We suspect that the proximity of the GLONASS L1 frequency to the Iridium
frequency band makes it more susceptible to interference, even when using an older
narrower band antenna.
A 30 m distance between a Galileo and L5 enabled
receiver/antenna and an Iridium antenna is not “safe” and the GNSS data may be
significantly degraded by the RF interference.
A new “safe” distance must be determined for
Galileo/ L5 enabled receiver/antenna combinations when they are near an Iridium
transmitter to prevent adverse effects to the data.
We suspect that the newer Galileo/L5 enabled
receivers/antennas have a much wider bandwidth making them more susceptible to
interference from other communication bands.
An inline notch-type filter that rejects 1616-1626.5 MHz will reduce interference from Iridium
transmissions. However, this may reduce the receiver’s ability to track certain
GNSS signals (e.g. GLONASS).
Using an older non-Galileo/L5 antenna in
combination with a Galileo and L5 enabled receiver significantly reduces the
interference from Iridium transmissions in the GPS data. It does not; however,
significantly reduce interference from Iridium transmissions in the GLONASS
We suspect the improvement in the GPS data when
using an older antenna is due to the narrower bandwidth of older antennas.

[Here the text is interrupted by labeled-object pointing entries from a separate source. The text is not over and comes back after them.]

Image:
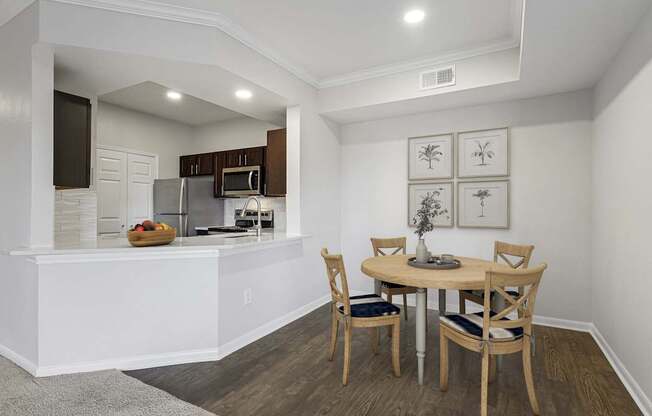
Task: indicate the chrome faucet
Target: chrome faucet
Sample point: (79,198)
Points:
(258,208)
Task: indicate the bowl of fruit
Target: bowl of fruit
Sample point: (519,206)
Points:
(150,234)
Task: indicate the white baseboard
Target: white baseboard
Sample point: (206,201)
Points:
(251,336)
(184,357)
(159,360)
(18,359)
(562,323)
(644,403)
(130,363)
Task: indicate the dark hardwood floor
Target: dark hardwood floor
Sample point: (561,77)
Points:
(287,373)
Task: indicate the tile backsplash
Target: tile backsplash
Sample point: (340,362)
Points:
(75,215)
(276,204)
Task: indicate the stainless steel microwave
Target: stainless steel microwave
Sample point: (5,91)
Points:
(241,181)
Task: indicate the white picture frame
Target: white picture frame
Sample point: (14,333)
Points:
(483,153)
(446,190)
(431,157)
(483,204)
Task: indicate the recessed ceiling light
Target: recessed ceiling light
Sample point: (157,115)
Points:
(414,16)
(173,95)
(243,94)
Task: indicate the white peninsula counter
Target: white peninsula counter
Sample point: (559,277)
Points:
(105,304)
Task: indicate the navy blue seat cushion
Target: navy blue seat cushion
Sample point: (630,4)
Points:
(480,293)
(471,324)
(369,306)
(392,285)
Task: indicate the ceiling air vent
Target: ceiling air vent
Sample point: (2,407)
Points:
(437,78)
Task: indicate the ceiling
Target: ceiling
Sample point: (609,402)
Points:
(328,42)
(566,46)
(150,97)
(140,83)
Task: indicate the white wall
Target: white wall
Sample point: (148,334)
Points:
(16,40)
(18,290)
(118,126)
(622,205)
(230,134)
(550,192)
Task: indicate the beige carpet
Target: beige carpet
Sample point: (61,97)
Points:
(87,394)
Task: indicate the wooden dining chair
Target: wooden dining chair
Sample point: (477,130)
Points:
(392,246)
(522,255)
(492,333)
(363,311)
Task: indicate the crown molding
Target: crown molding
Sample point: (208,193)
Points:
(174,13)
(397,68)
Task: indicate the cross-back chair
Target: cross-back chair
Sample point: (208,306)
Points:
(515,256)
(390,247)
(363,311)
(492,332)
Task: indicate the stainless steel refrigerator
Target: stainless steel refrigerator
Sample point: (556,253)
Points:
(187,203)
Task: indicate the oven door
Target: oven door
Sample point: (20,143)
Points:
(241,181)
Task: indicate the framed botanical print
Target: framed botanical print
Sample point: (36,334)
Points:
(483,204)
(443,194)
(430,157)
(483,153)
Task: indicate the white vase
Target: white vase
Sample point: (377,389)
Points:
(422,251)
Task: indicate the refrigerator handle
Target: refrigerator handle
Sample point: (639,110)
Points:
(182,192)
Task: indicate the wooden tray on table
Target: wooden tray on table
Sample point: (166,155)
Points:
(151,238)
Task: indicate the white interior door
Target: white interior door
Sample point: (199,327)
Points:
(141,172)
(111,184)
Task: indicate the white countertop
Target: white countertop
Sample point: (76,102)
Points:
(208,244)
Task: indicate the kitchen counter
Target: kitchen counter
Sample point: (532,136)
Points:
(105,304)
(215,245)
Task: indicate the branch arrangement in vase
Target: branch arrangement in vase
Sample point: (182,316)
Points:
(431,207)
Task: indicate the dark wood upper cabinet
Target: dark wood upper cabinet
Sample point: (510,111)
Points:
(196,165)
(233,158)
(72,141)
(276,163)
(204,164)
(219,163)
(253,156)
(187,166)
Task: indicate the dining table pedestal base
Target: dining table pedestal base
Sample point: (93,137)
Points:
(421,332)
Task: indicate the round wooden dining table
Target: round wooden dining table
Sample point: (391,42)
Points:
(395,269)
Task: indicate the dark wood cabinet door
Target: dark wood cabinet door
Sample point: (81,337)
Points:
(204,164)
(234,158)
(219,163)
(72,141)
(253,156)
(187,166)
(275,163)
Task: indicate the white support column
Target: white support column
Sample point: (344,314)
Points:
(42,148)
(293,197)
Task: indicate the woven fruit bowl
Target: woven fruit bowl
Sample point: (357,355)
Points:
(151,238)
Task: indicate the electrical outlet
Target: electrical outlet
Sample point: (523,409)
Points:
(248,296)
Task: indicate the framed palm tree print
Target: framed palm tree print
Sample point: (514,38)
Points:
(483,153)
(442,192)
(430,157)
(483,204)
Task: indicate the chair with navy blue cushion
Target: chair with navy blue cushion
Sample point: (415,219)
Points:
(364,311)
(515,256)
(392,246)
(492,332)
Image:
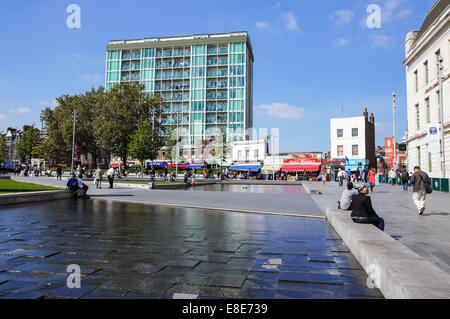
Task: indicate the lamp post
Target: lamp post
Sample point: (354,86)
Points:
(394,107)
(73,139)
(441,106)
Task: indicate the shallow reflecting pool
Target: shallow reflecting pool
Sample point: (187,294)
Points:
(137,251)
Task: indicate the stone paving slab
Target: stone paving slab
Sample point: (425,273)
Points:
(138,252)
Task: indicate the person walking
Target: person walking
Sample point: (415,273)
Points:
(405,180)
(420,181)
(363,212)
(110,174)
(341,175)
(392,176)
(59,173)
(372,179)
(98,177)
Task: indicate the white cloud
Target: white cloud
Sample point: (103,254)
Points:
(342,16)
(290,21)
(381,40)
(263,25)
(20,110)
(340,42)
(51,104)
(281,110)
(392,10)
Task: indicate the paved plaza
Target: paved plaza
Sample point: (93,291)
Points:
(140,251)
(427,235)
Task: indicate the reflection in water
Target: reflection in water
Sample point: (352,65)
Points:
(273,189)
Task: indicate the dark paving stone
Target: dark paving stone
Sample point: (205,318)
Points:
(67,293)
(321,258)
(294,276)
(32,253)
(290,294)
(102,293)
(184,263)
(142,295)
(227,281)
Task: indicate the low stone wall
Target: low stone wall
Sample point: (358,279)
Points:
(402,274)
(32,197)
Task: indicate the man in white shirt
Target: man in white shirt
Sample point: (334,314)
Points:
(110,174)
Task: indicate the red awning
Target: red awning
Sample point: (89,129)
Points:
(300,168)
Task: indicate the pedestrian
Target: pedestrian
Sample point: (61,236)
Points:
(98,177)
(405,180)
(324,176)
(420,182)
(392,176)
(110,174)
(372,179)
(341,175)
(363,212)
(59,173)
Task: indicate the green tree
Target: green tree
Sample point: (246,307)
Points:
(29,139)
(3,149)
(144,143)
(125,107)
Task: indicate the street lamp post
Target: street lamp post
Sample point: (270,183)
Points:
(441,102)
(73,139)
(394,107)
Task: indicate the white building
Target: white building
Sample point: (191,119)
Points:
(423,50)
(252,151)
(353,138)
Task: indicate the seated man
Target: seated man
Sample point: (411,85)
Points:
(347,197)
(363,212)
(76,184)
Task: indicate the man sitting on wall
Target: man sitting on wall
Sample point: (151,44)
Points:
(76,184)
(347,197)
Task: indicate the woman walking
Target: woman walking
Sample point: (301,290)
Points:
(372,179)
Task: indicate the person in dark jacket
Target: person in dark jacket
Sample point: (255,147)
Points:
(420,180)
(363,212)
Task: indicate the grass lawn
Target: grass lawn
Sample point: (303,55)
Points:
(9,187)
(145,182)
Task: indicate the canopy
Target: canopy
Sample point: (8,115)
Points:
(300,168)
(245,168)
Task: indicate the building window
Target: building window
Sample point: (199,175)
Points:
(438,57)
(417,117)
(416,76)
(340,150)
(430,161)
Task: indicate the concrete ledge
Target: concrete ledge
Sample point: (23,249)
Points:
(403,273)
(31,197)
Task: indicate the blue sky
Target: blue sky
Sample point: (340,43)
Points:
(314,60)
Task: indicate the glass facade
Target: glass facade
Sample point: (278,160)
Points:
(205,85)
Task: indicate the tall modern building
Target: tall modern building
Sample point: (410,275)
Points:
(206,80)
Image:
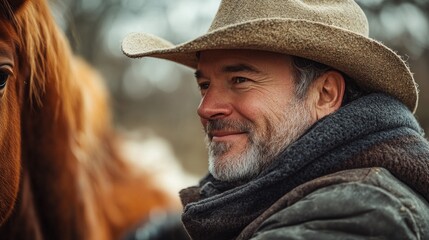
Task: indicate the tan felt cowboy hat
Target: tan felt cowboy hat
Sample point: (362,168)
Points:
(333,32)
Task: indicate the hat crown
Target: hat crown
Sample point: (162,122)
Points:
(345,14)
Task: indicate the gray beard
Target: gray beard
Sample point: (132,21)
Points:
(260,150)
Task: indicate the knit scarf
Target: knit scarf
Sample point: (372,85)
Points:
(373,131)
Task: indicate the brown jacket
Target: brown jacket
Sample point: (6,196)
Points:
(366,203)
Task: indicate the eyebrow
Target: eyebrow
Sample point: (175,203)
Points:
(232,69)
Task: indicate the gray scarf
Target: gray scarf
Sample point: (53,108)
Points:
(373,131)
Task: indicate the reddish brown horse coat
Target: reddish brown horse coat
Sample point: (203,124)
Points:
(61,176)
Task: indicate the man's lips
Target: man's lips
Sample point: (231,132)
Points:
(225,135)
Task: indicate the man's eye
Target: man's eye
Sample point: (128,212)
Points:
(239,80)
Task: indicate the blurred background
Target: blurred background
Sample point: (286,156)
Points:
(157,99)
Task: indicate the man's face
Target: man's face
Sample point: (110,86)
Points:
(248,110)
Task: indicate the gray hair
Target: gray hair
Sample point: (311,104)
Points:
(305,71)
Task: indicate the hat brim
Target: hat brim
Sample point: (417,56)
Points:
(374,66)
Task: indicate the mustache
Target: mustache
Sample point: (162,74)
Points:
(227,125)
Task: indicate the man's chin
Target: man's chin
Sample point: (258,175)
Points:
(231,170)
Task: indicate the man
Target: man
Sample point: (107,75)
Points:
(309,124)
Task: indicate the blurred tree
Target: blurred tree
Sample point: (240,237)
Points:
(156,97)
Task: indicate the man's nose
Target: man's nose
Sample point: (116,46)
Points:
(215,104)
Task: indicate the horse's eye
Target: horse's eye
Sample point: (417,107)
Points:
(4,76)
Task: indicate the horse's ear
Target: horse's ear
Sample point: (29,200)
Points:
(9,7)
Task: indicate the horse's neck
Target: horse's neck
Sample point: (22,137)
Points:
(52,171)
(57,159)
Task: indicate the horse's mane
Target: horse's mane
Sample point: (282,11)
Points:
(82,106)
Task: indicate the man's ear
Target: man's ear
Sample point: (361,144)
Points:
(328,91)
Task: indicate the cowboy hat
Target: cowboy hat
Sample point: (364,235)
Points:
(331,32)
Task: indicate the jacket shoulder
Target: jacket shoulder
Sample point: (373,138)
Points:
(352,204)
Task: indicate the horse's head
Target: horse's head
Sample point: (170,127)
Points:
(12,81)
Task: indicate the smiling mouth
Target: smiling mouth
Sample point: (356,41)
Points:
(224,136)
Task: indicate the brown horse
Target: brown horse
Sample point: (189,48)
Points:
(61,173)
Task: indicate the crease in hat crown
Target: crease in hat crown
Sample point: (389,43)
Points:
(332,32)
(340,13)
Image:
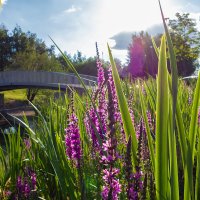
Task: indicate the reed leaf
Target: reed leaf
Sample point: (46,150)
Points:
(162,107)
(126,118)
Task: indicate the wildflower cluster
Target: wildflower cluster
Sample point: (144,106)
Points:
(26,185)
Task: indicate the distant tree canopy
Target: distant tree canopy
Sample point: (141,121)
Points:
(20,50)
(186,41)
(142,60)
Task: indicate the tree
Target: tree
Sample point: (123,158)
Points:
(186,41)
(142,59)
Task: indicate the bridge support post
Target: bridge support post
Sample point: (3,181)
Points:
(1,101)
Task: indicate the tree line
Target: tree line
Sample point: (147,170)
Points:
(20,50)
(142,59)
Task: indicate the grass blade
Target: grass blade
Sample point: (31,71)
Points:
(161,125)
(126,118)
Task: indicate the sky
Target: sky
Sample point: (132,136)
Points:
(78,24)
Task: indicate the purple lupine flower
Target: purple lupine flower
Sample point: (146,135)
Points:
(91,122)
(19,183)
(117,115)
(100,74)
(27,143)
(112,184)
(114,96)
(112,187)
(8,193)
(26,187)
(102,104)
(72,140)
(189,97)
(33,180)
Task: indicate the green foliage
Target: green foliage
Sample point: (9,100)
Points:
(186,41)
(142,59)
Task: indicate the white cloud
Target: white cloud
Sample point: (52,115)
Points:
(3,1)
(72,9)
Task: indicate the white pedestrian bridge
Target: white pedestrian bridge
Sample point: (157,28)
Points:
(10,80)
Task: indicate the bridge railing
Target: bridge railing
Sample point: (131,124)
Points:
(42,77)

Using a 20 dB attenuator does not reduce
interference from Iridium transmissions.
Other receiver brands and models may need to be
tested for susceptibility to interference from Iridium signals. It is likely
that any Galileo/L5 enabled receiver may be susceptible to increased
interference from Iridium transmissions.
This table shows receiver/antenna combinations with known
increased sensitivity to interference from Iridium Transmissions. A distance of
30 m between iridium and GNSS antennas with these combinations will not prevent the degradation of GNSS
Trimble GNSS Choke
Trimble Zephyr Geodetic 2
Trimble Zephyr Geodetic
(Rev 2 board)
Further testing of additional receiver models and mitigation techniques is ongoing.
Comment #1 (Posted by shylohjacobs
Thank you for sharing this information! I find it to be very useful! I want to take my <a href="http://www.ar10t.com">ar10</a> for a spin but with the area I have in mind, I need some major GPS training and experience. Thank you again, I will keep the things you have said here in mind.
Comment #2 (Posted by max_kaufman
We have RF interference affecting a NetR9 and Zephyr2 on the NW side of Kachemak Bay, Alaska. We are near a cell tower, but don't know about any nearby IRIDIUM antennae.
We will likely change the receiver/antenna combo. Getting lots of cycle slips, especially at 5 min past the hour, hourly.
Comment #3 (Posted by Frederick Blume
At the Kachemak Bay station mentioned in Comment #2, an Iridium modem was found to be present at a nearby SNOTEL station. It's operator confirmed that the unit was set to transmit data hourly at 5 minutes past the hour. Separation between the Iridium and GNSS antennas is approximately 75 meters.